The world Forsyth and his bustling Solar Motel Band are illuminating is one that is fraught with unease and a search for some kind of exhilaration.
Reviews
Chris Forsyth & The Solar Motel Band, “Dreaming in the Non-Dream”

The world Forsyth and his bustling Solar Motel Band are illuminating is one that is fraught with unease and a search for some kind of exhilaration.

Words: Jon Pruett

August 14, 2017

Chris Forsyth & The Solar Motel Band
Dreaming in the Non-Dream
NO QUARTER
7/10

No fan of the small gesture, Chris Forsyth and his bustling Solar Motel Band come blazing into the room on their new record with a nearly twelve-minute opener entitled “History & Science Fiction.” The sentiment seems to be: “I bring the ideas and the sounds, you do with it what you want.” History and sci-fi, dreaming and non-dreaming, mistaking the bottle for the whiskey—recurring yin-yang themes that populate most of this album.

Forsyth is one of many guitar journeymen out in the wild trying to forge some new kind of music out of the scraps of Marquee Moon and the wandering way in which Richard Thompson played with Fairport Convention. But there’s something more raw and off-the-cuff in his expositions, and it is especially noticeable here. He has been working this out for several years now, most notably on the exploratory The Rarity of Experience last year. That album was a bewitching, hard-driving rock record that excelled at a breeze-blown combo of Canned Heat and Neu!

Dreaming in the Non-Dream continues that drive, but also escalates it. On the vocal track “Have We Mistaken the Bottle for the Whiskey Inside?” Forsyth has a snarling edge to his vocal, in the Lou Reed–meets–Spacemen 3, aloof-but-knowing style. Other moments on the album have a metallic sheen (not metal the genre so much as metal the material) that feels more like elongated and brittle post-punk than any pastoral driving music.

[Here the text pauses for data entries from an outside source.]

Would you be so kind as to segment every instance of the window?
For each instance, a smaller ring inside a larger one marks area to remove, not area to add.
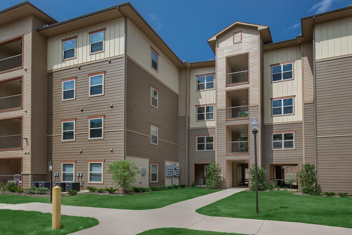
[[[157,53],[152,49],[152,68],[158,71],[158,65],[159,64],[159,53]]]
[[[197,120],[213,120],[214,119],[214,105],[197,107]]]
[[[89,95],[95,96],[104,94],[104,74],[89,77]]]
[[[64,60],[68,60],[76,57],[76,38],[64,41],[63,45]]]
[[[89,138],[102,139],[103,138],[102,118],[89,119]]]
[[[63,100],[69,100],[75,99],[75,79],[62,81]]]
[[[293,78],[293,64],[290,63],[271,67],[271,78],[273,82]]]
[[[150,164],[150,181],[158,182],[158,165]]]
[[[150,143],[158,144],[158,127],[150,125]]]
[[[197,77],[197,91],[208,90],[214,88],[214,74]]]
[[[74,182],[74,163],[63,163],[62,166],[62,181],[63,182]]]
[[[158,91],[153,87],[150,87],[150,104],[158,107]]]
[[[94,53],[104,50],[104,31],[90,34],[90,53]]]
[[[62,140],[75,140],[75,121],[62,122]]]
[[[103,163],[89,162],[89,183],[102,183]]]
[[[272,134],[272,149],[283,149],[294,148],[294,132]]]
[[[272,100],[272,116],[293,113],[293,98]]]
[[[197,137],[197,151],[214,150],[214,136]]]

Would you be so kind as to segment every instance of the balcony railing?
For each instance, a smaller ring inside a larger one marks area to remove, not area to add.
[[[0,111],[22,106],[22,94],[0,98]]]
[[[21,135],[0,136],[0,149],[21,148]]]
[[[248,81],[248,70],[231,73],[226,75],[226,84],[227,85]]]
[[[248,117],[248,106],[228,107],[226,110],[228,119]]]
[[[248,141],[227,142],[227,153],[248,153]]]
[[[22,66],[22,54],[0,60],[0,72]]]

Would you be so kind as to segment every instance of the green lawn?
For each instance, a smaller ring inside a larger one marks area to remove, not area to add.
[[[352,198],[295,195],[287,191],[235,193],[196,211],[211,216],[299,222],[352,228]]]
[[[219,191],[189,187],[124,196],[86,193],[63,197],[61,198],[61,204],[115,209],[147,210],[163,207]],[[49,201],[48,198],[0,194],[1,203],[17,204],[33,202],[49,203]]]
[[[186,228],[163,228],[151,229],[139,233],[137,235],[244,235],[238,233],[212,232],[202,230],[194,230]]]
[[[99,223],[93,218],[62,215],[61,228],[53,229],[50,213],[5,209],[0,210],[0,233],[7,235],[64,235]]]

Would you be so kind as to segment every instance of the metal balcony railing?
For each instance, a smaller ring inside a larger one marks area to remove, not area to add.
[[[21,135],[0,136],[0,149],[21,148]]]
[[[248,70],[230,73],[226,74],[227,85],[241,83],[248,81]]]
[[[22,66],[22,54],[0,60],[0,72]]]
[[[226,115],[228,119],[248,117],[248,106],[228,107]]]
[[[0,111],[22,106],[22,94],[0,98]]]
[[[248,153],[248,141],[227,142],[227,153]]]

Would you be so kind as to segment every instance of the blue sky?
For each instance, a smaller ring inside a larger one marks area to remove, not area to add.
[[[21,1],[1,1],[0,10]],[[126,1],[30,1],[59,21]],[[277,42],[301,33],[301,18],[352,4],[352,0],[129,1],[180,58],[189,62],[215,58],[207,39],[236,20],[269,25],[274,41]]]

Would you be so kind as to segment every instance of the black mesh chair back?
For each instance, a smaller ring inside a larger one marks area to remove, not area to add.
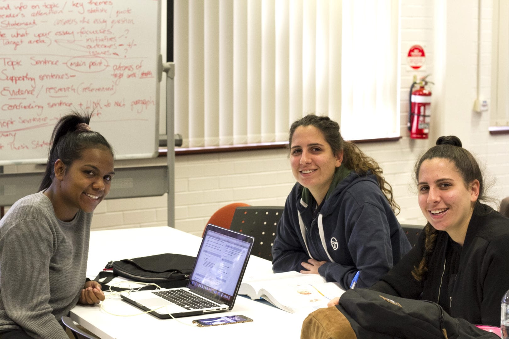
[[[419,235],[422,231],[424,226],[418,225],[402,225],[401,228],[405,231],[405,234],[407,235],[407,238],[410,241],[412,247],[415,245],[417,240],[419,239]]]
[[[276,226],[282,211],[282,207],[275,206],[237,207],[230,228],[254,237],[251,254],[272,261]]]

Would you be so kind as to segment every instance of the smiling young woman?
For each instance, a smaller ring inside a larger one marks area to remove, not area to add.
[[[62,316],[104,299],[85,275],[92,212],[109,192],[114,154],[90,120],[76,113],[59,120],[39,193],[0,221],[0,338],[68,339]]]
[[[414,168],[428,221],[424,232],[370,288],[434,301],[471,324],[499,326],[500,300],[509,289],[509,219],[480,202],[486,199],[482,173],[460,139],[440,137],[436,143]]]
[[[289,146],[297,183],[277,225],[274,271],[319,274],[345,289],[359,272],[357,286],[371,286],[410,249],[382,169],[326,116],[294,122]]]

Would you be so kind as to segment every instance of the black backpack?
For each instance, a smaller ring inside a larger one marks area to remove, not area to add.
[[[101,284],[103,291],[121,291],[129,289],[107,285],[116,276],[133,282],[157,284],[163,288],[183,287],[187,284],[189,275],[192,270],[195,260],[195,257],[163,253],[110,261],[105,268],[112,268],[112,272],[100,272],[95,280]],[[139,290],[155,288],[153,285],[149,285]]]
[[[453,318],[436,303],[369,289],[348,290],[336,307],[362,339],[500,339],[465,319]]]

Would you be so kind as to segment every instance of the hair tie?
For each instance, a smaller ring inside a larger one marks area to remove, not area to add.
[[[76,130],[77,132],[84,132],[85,131],[92,131],[92,129],[88,124],[84,122],[80,122],[76,125]]]

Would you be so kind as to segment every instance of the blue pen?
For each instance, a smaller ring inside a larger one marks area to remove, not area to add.
[[[359,273],[360,273],[360,271],[357,271],[357,273],[355,273],[355,275],[353,277],[353,279],[352,280],[352,283],[350,284],[350,289],[354,288],[355,285],[357,285],[357,281],[359,279]]]

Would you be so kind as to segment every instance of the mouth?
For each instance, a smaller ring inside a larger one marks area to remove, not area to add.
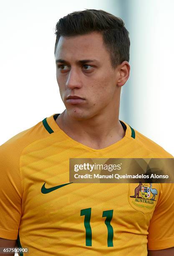
[[[83,102],[85,100],[77,96],[69,96],[66,98],[66,102],[71,104],[79,104]]]

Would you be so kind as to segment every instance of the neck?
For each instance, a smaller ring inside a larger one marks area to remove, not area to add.
[[[108,146],[121,139],[125,132],[119,118],[117,113],[94,116],[86,120],[72,118],[66,110],[59,115],[56,122],[67,135],[81,143],[99,149]]]

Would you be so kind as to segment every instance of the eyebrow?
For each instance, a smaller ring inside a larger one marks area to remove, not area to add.
[[[77,64],[84,64],[84,63],[86,63],[86,62],[98,62],[98,61],[96,59],[83,59],[81,60],[77,61],[76,62]],[[68,62],[66,61],[64,59],[58,59],[55,60],[55,62],[60,62],[61,63],[68,63]]]

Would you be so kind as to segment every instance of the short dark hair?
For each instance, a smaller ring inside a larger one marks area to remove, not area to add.
[[[61,36],[73,36],[94,31],[103,35],[104,44],[111,55],[113,68],[124,61],[129,61],[129,33],[123,20],[102,10],[85,9],[73,12],[60,19],[55,28],[54,54]]]

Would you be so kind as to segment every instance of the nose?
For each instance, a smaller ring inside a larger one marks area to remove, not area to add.
[[[69,72],[66,85],[67,87],[71,90],[81,87],[80,75],[77,70],[71,68]]]

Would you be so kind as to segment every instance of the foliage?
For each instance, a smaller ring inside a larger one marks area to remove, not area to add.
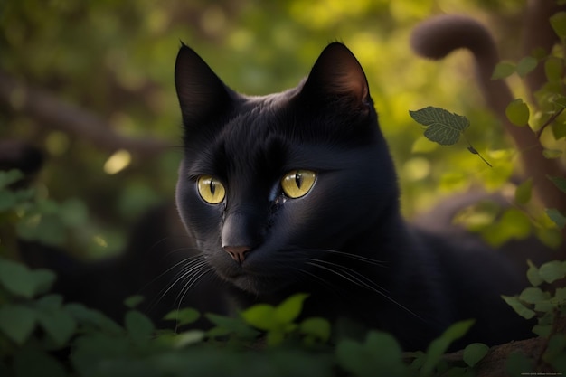
[[[547,339],[541,359],[552,365],[559,372],[566,372],[566,334],[558,327],[566,318],[566,261],[553,260],[537,268],[529,261],[527,278],[532,287],[525,288],[516,297],[503,298],[521,316],[537,318],[533,332]],[[557,284],[558,283],[558,284]],[[553,286],[554,284],[554,286]],[[540,361],[525,360],[513,356],[509,361],[511,368],[520,370],[524,365],[528,369]]]
[[[167,317],[184,327],[173,332],[156,329],[135,307],[118,325],[82,305],[63,303],[48,292],[55,278],[48,270],[0,259],[0,272],[3,376],[182,376],[187,371],[203,376],[330,376],[338,371],[360,377],[375,371],[430,376],[439,367],[449,369],[443,353],[472,325],[455,324],[408,364],[397,341],[377,331],[363,342],[341,339],[330,347],[327,321],[296,322],[307,295],[276,306],[251,306],[235,318],[206,315],[213,324],[207,331],[187,326],[198,318],[193,309],[175,311]],[[139,297],[132,297],[126,304],[138,303]],[[471,371],[486,347],[471,344],[465,354],[464,369]]]

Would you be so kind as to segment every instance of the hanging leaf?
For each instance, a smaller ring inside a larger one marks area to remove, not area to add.
[[[566,216],[564,216],[556,208],[550,208],[546,210],[546,215],[558,226],[559,229],[564,229],[566,226]]]
[[[424,136],[441,146],[451,146],[460,138],[460,134],[469,127],[466,117],[431,106],[409,111],[410,117],[427,127]]]
[[[551,26],[561,39],[566,39],[566,12],[559,12],[551,18]]]

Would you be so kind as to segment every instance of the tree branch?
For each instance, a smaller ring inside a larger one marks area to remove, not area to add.
[[[33,88],[0,71],[0,105],[33,118],[38,124],[87,139],[99,148],[127,149],[142,157],[151,157],[167,147],[165,140],[134,138],[116,133],[110,125],[91,112],[66,103],[55,95]]]

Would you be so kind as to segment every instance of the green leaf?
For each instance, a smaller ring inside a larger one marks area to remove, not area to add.
[[[35,327],[35,311],[22,305],[5,305],[0,307],[0,332],[22,345]]]
[[[529,72],[534,70],[539,63],[539,61],[533,56],[525,56],[521,59],[519,63],[517,64],[517,73],[521,77],[525,77]]]
[[[534,311],[526,307],[516,297],[513,296],[501,296],[502,298],[507,303],[508,306],[513,307],[513,310],[515,311],[516,314],[521,316],[525,319],[531,319],[534,317],[536,313]]]
[[[169,312],[164,319],[169,321],[176,321],[178,325],[189,325],[199,319],[201,314],[198,310],[192,307],[185,307],[184,309],[177,309]]]
[[[174,337],[174,344],[176,348],[186,347],[196,344],[204,340],[206,333],[202,330],[190,330],[181,333]],[[161,339],[161,338],[160,338]]]
[[[363,344],[343,340],[335,349],[338,364],[357,377],[407,376],[399,344],[391,335],[370,332]]]
[[[566,335],[563,334],[554,334],[548,340],[542,359],[550,363],[559,357],[563,357],[564,351],[566,351]]]
[[[533,194],[533,178],[529,178],[517,186],[514,192],[514,200],[519,204],[526,204],[531,201]]]
[[[561,40],[566,39],[566,12],[559,12],[551,18],[551,26]]]
[[[104,316],[101,312],[90,309],[82,304],[67,304],[64,306],[69,313],[81,326],[94,327],[98,331],[110,335],[122,335],[124,329],[112,319]]]
[[[127,297],[124,300],[124,305],[127,307],[129,307],[130,309],[134,309],[136,306],[137,306],[139,304],[141,304],[142,302],[144,302],[146,298],[141,296],[141,295],[134,295],[134,296],[130,296],[129,297]]]
[[[550,176],[550,175],[547,175],[547,177],[548,179],[552,181],[552,184],[554,184],[554,185],[558,187],[560,191],[566,193],[566,178],[563,178],[561,176]]]
[[[564,229],[566,226],[566,217],[560,211],[555,208],[550,208],[546,209],[545,212],[559,229]]]
[[[527,269],[527,278],[533,287],[538,287],[544,282],[539,274],[539,269],[530,259],[527,259],[529,269]]]
[[[151,320],[137,310],[126,313],[124,325],[129,336],[137,342],[148,341],[156,329]]]
[[[515,126],[526,126],[529,123],[529,107],[521,99],[514,99],[505,108],[505,116]]]
[[[505,79],[514,73],[515,68],[515,64],[512,62],[499,62],[491,75],[491,80]]]
[[[566,278],[566,262],[552,260],[544,263],[539,269],[541,278],[547,283],[553,283],[556,280]]]
[[[67,376],[65,368],[54,357],[38,348],[25,348],[15,354],[14,369],[17,376]]]
[[[52,271],[32,271],[21,263],[0,258],[0,285],[13,295],[33,298],[48,290],[54,281],[55,274]]]
[[[455,340],[464,336],[475,322],[473,319],[457,322],[442,333],[440,337],[430,343],[427,349],[424,364],[420,370],[421,377],[431,375],[450,344]]]
[[[473,343],[464,349],[463,359],[468,366],[474,367],[489,352],[489,347],[481,343]]]
[[[74,318],[62,308],[38,310],[37,320],[58,346],[66,345],[77,329]]]
[[[231,334],[242,339],[254,339],[259,335],[259,332],[250,327],[241,318],[232,318],[212,313],[207,313],[204,316],[215,325],[215,327],[207,333],[208,336],[212,338]]]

But those are just moments. The above mentioned “History & Science Fiction” comes in with cowbells a’clangin’ but it too breaks down mid-song and develops into a slower, elegiac burn. No surprise to learn this LP was a post-election session. It’s the product of an intense, overdub-free zone that was recorded and mixed in just four days; it’s a raw, jittery record with areas of serenity. Overall, the infinitely far horizon is what Forsyth and Co. seem to be heading toward, but now the world they’re illuminating is one that is fraught with unease and a search for some kind of exhilaration.